During the first nine months of 2024, a total of 26,430 property transactions were recorded — an increase of 118% compared to 2023, according to well-informed sources. This surge is largely attributed to the resumption of land registry services after a prolonged administrative paralysis. The total value of sales reached nearly $1.85 billion. However, foreign buyers accounted for only about 2.2% of all purchasers, with Syrians leading the way, followed by Saudis, Americans, Dominicans and Turks.
Arab Investment: Cautious Return, Discreet Moves
Despite the positive momentum, enthusiasm remains cautious. As Karl Kanaan, commercial director of S Gestion and a real estate expert, explains, “There aren’t many requests from Arabs in general. It’s still early after the lifting of restrictions. On the other hand, there is investment from Lebanese living in Arab countries. Arabs who had bought properties a long time ago in areas like Bhamdoun and Sofar and left them neglected are starting to renovate them, likely for summer use.”
This partial return seems to be driven more by personal use than by large-scale new acquisitions.
A Cumbersome Registration Procedure
The land registration process remains a major hurdle for foreign investors. Its length and complexity deter some buyers, especially as legal restrictions continue to affect certain nationalities, notably Syrians and Palestinians. While there have been legislative proposals to grant permanent residency to foreign buyers, these measures have yet to materialize.

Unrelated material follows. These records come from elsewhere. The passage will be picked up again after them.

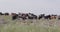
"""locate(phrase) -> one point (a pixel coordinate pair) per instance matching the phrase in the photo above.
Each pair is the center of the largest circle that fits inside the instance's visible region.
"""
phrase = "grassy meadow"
(43, 25)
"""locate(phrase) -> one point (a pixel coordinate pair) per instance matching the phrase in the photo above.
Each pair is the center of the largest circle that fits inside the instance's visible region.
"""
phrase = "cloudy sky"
(33, 6)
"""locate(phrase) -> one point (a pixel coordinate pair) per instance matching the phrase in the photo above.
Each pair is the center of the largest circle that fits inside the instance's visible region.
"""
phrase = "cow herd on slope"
(25, 16)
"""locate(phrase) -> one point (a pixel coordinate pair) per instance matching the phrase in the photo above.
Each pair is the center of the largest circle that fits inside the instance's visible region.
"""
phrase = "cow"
(53, 16)
(47, 17)
(14, 16)
(41, 16)
(1, 13)
(32, 16)
(6, 14)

Despite undeniable opportunities, several high-profile investors, including Khalaf Ahmad Al Habtoor, have withdrawn their projects in Lebanon, citing political instability, the absence of meaningful structural reforms and the persistent influence of armed militias.

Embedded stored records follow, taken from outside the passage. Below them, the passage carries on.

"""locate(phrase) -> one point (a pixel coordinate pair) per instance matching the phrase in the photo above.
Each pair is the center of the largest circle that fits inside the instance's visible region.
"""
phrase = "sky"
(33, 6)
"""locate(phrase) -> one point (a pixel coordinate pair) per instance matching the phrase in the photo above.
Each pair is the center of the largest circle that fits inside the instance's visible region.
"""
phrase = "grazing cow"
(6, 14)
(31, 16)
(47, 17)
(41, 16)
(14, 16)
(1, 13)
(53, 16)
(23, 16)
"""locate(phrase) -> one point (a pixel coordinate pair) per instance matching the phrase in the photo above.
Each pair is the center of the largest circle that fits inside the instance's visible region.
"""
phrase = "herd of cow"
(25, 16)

The Motivations Behind Arab Investment
Investors from the Gulf countries, Jordan, Egypt and Syria have been attracted by several key factors, foremost among them competitive prices. Real estate prices have fallen sharply amid the economic crisis, presenting opportunities to buy at appealing rates. Moreover, facing economic uncertainty in their home countries, these investors see Lebanese property as a way to diversify and safeguard their assets. Finally, geographic proximity and cultural ties have facilitated investment, especially for Syrian and Jordanian nationals.

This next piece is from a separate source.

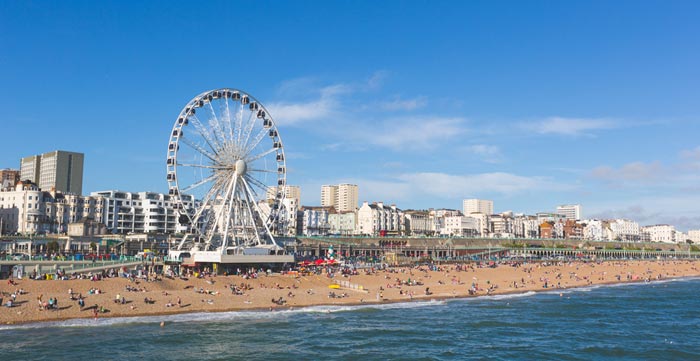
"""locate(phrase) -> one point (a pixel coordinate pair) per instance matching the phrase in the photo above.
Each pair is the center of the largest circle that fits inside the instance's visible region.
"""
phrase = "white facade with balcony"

An Unevenly Attractive Landscape
According to multiple sources, the most sought-after areas for foreign buyers remain the North (27.8% of transactions), Beirut (25.3%) and the South (23.7%). The Beqaa and Baalbeck-Hermel also attract a notable share (20.7%), while Nabatiyeh accounts for only 2.5% of sales.
Lebanon’s real estate market appears to be at a crossroads: while it is regaining some appeal among investors, particularly from the diaspora and Arab countries, political instability and bureaucratic hurdles continue to hinder a full rebound. Restoring investor confidence will require deep reforms, stronger legal guarantees and a clear economic strategy aimed at long-term stability.